@Autumn
Jestem gorącym entuzjastą wymienianej przez Ciebie książki. Zaprosiłem nawet jej autora do Warszawy i była okazja pogadać trochę przy piwku. Wiązało się to z planem tłumaczenia, który na razie zaowocował
jedną notką, ale przetłumaczone jest więcej i pewnie do tego jeszcze kiedyś wrócę.
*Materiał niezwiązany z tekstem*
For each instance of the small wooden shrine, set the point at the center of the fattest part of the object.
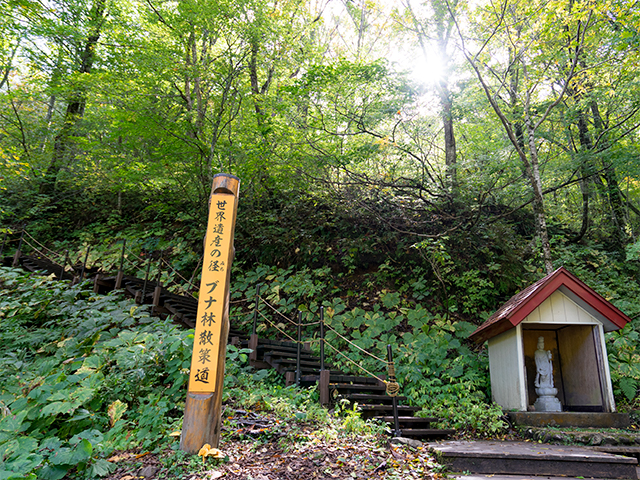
(572, 319)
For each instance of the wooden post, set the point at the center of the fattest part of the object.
(299, 347)
(325, 375)
(120, 274)
(203, 408)
(4, 240)
(144, 285)
(253, 339)
(16, 257)
(64, 264)
(157, 292)
(396, 422)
Chciałbym tylko przy tej okazji przestrzec przed stawianiem znaku równości między sandboksem a prowadzeniem bez scenariusza (co nawiasem mówiąc napisałaś, ale powtórzę), bo relacja jaka tutaj zachodzi jest taka, jak między kwadratem (sandboks) a prostokątem (prowadzenie bez scenariusza): każdy kwadrat jest prostokątem, ale nie każdy prostokąt jest kwadratem. Modelu proponowanego przez Briana sandboksem bym nie nazwał a w każdym razie ostrożnie z tym.
@Warlock
Fajnie piszesz o sandboksie, ale kontrastujesz go z railroadem, podczas gdy Komtur chciał chyba raczej uchwycić różnicę między sandboksem a wielowątkowym scenariuszem z dużą swobodą wyboru po stronie graczy.